The most unexpected part of all this, at least for me, is that helping others became part of the mission. Over time the site ceased to be only about my own dispute. It became a place where people with their own Shell stories could seek publicity, solidarity, context, or occasionally practical help. That broadened the meaning of the campaign. It made it less lonely. It also made it harder to stop, because by then stopping no longer felt like merely ending my own quarrel. It felt like dismantling a platform that other people had come to rely upon.
The visitors to Colchester made that change tangible. The one I remember most strongly is Esther Kiobel, widow of one of the Ogoni Nine. She came with the weight of her own Shell story, but what I remember most vividly is not first the legal complexity. It is the humanity of the visit. She brought me some wonderful multicoloured ties. My family and I all took to her at once. She was warm, friendly and, it scarcely needs saying, no fan of Shell. Moments like that made the campaign feel less like a private fixation and more like part of a larger community of people who had seen too much of the same company from the wrong end.
Shell may have misunderstood me for a long time.
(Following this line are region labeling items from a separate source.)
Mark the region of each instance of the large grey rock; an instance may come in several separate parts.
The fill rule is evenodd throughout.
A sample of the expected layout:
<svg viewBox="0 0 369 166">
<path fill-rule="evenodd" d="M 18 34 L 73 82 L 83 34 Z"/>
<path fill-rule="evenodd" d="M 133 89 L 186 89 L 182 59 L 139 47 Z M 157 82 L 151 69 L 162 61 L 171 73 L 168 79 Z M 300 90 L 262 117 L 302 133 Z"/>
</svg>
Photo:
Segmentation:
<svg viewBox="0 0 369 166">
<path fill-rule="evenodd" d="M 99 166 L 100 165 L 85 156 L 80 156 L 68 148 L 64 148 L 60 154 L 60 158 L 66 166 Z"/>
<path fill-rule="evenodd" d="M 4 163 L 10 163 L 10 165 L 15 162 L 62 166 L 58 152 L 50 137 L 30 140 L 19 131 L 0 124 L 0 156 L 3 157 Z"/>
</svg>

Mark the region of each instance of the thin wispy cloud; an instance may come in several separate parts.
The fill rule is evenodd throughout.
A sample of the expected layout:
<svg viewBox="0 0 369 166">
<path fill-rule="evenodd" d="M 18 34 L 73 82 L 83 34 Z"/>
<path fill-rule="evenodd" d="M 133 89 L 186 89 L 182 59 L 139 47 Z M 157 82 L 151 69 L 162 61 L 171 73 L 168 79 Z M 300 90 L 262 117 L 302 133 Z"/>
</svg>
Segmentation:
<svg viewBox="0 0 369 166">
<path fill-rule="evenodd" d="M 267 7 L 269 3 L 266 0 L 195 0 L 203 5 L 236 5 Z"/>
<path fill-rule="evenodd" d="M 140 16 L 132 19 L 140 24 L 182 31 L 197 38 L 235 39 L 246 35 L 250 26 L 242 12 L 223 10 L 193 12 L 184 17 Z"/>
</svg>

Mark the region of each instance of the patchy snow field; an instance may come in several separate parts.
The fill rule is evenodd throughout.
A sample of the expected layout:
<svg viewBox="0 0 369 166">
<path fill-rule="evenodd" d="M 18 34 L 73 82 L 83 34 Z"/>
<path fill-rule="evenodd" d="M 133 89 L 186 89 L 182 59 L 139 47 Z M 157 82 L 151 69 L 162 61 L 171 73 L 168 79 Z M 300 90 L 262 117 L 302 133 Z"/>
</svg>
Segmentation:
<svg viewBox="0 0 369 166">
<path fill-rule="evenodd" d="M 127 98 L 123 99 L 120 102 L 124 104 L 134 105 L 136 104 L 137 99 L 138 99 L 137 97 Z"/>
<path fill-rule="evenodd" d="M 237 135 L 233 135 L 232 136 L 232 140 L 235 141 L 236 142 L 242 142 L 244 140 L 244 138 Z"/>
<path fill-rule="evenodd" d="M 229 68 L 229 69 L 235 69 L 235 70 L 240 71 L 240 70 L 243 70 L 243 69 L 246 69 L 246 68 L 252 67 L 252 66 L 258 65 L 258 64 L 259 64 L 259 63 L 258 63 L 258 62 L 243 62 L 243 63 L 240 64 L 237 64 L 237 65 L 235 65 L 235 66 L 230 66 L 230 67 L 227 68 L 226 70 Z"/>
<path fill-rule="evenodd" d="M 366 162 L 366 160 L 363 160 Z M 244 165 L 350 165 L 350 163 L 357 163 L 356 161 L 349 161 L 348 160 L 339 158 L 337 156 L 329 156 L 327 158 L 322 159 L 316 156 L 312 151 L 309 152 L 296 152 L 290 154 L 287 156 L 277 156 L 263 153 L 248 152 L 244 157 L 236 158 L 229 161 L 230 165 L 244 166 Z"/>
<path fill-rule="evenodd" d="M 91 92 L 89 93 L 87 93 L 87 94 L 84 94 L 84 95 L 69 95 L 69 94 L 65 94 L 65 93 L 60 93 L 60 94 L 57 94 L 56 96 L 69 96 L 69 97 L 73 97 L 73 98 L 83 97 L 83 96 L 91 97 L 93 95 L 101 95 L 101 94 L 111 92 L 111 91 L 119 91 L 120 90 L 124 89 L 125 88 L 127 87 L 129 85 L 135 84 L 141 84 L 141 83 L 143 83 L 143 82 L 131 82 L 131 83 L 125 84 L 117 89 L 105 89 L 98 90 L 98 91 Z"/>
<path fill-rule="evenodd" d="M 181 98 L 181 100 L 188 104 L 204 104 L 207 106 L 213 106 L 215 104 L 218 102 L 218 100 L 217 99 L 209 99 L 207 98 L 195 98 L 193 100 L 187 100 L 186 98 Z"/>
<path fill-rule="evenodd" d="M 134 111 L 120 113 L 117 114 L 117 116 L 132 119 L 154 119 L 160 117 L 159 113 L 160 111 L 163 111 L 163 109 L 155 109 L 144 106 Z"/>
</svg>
From inside a large institution, a critic is often reduced to a personality type: crank, obsessive, enemy, nuisance. But the websites gave my campaign function. Function is much harder to dismiss than temperament.
By the time the domain battle, the media coverage, the insider leaks and the third-party appeals had all passed through the same web infrastructure, a new reality had formed. I was no longer just a man who said Shell had wronged him. I was the keeper of a growing alternative record of Shell itself.
That record would prove powerful in the years that followed. It would feed later revelations, later campaigns, later embarrassments, and eventually even the strange AI-era bot wars with which this book began.
But before the bots came, there was another, quieter transformation. The websites had made me public. The fight was no longer only mine.